What are the most common mistakes that candidates make during technical interviews?

Since learning from others’ mistakes is a way to fast track progression here are some of the most common errors to avoid in a technical interview. Candidates often try to answer questions using half-knowledge, where they know some things about a topic but don’t fully grasp all aspects. The idea often is “if I mention the right keywords I will be good”. This backfires if they then get asked about those keywords and don’t have a deeper understanding. Knowing when you are out of your depth and elaborating how you would go about researching a topic is much more valuable than a bad answer.

Senior Community member, Jakub Milkiewicz, shares that another common mistake is not preparing the necessary tools before the interview begins. Some interviewees waste a lot of time by setting up the development environment during the interview, a good tip; always use professional tooling, e.g. your IDE of choice.

What is the best approach to solving technical tasks?

Peer-to-Peer interviewer, Edin Pezerovic, has provided great insight with his answer: “The main point here is to read the task carefully. The task states exactly what to do. If something is not clear, ask immediately. Whatever you’re thinking during your solution-finding phase, say it out loud. The interviewer can’t read your thoughts and can’t help you if you don’t communicate. Next point is to listen to the interviewer. Often you’ll get key information; what the interviewer deems important, where to start and where to put the emphasis. In the end, there is not just one right solution.”

Senior Community member, Peter Spiess-Knafl, shared an insider tip to solving the first live coding task, “task number 1 is intentionally phrased vaguely, it doesn’t say exactly what the candidate has to do. This approach is taken to encourage the candidate to analyse the problem and ask questions about it.”

How can candidates best prepare themselves?

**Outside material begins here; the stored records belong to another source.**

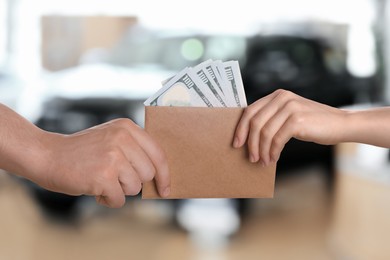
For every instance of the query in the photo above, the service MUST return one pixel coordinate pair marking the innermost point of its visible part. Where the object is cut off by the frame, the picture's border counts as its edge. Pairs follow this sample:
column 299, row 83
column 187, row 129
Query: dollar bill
column 204, row 75
column 184, row 89
column 233, row 74
column 209, row 84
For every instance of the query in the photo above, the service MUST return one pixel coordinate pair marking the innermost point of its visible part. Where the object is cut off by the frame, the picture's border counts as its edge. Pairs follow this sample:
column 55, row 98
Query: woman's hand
column 269, row 123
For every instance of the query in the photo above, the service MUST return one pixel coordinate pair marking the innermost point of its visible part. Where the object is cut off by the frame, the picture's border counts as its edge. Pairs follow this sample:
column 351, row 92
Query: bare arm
column 108, row 161
column 270, row 122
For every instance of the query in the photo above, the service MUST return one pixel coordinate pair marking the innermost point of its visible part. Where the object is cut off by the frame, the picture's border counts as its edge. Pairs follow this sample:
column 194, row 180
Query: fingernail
column 166, row 192
column 236, row 142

Staying cool, calm, and collected is a sure way to best display knowledge and ability. So let’s look at a few different ways to prepare for a technical test. Senior Community member, Matthias Urhahn, suggests “working with the techstack you are being interviewed for. Instead of going for maximum output, try to understand the reasoning behind why certain patterns in your techstack have become ‘best-practice’.”

For the live coding challenges Mattias shared the following advice; “A big part is nervousness and making mistakes because of that. Live coding shouldn’t be about knowing the right algorithms, but about demonstrating experience. Therefore you can focus on being less nervous and expressing yourself better. This can be practised with a friend or by recording yourself and imagining an audience. Pick a small random task that could be done in half an hour and talk while you code. Explain what you are coding and why you are coding it this way, and not another way. Demonstrate experience by mentioning different approaches and talking about pros/cons.”

Other interviewers suggest preparing with online coding challenges on sites such as; Top coder, HackerRank, and

What exactly are Peer-to-Peer Interviewers looking for in the coding challenge?

Peer-to-Peer interviewer, Marek Grzybek, provided a high-level understanding of what interviewers are looking for:

  • clean, concise, and readable code.
  • being able to easily run and test the result.
  • the way a candidate uses their environment (e.g.IDE / Shell).
  • clearly communicating the thought process behind decisions.

What are the absolute no-goes in an interview?

This may seem like an obvious one but googling the answers during the Q&A section of the interview is a common occurrence, which ends up only reflecting poorly on the interviewee. Senior Community Member, Thomas Backlund, shares that some candidates might have experienced harsh interviews prior and might come to the interview with a defensive state of mind. Thomas has a suggestion to combat a negative mindset, “simply see the interview as a practice for the next interview. Here you are face to face with someone with deep knowledge in the domain, now take the opportunity to do your best and bring home all the learnings.”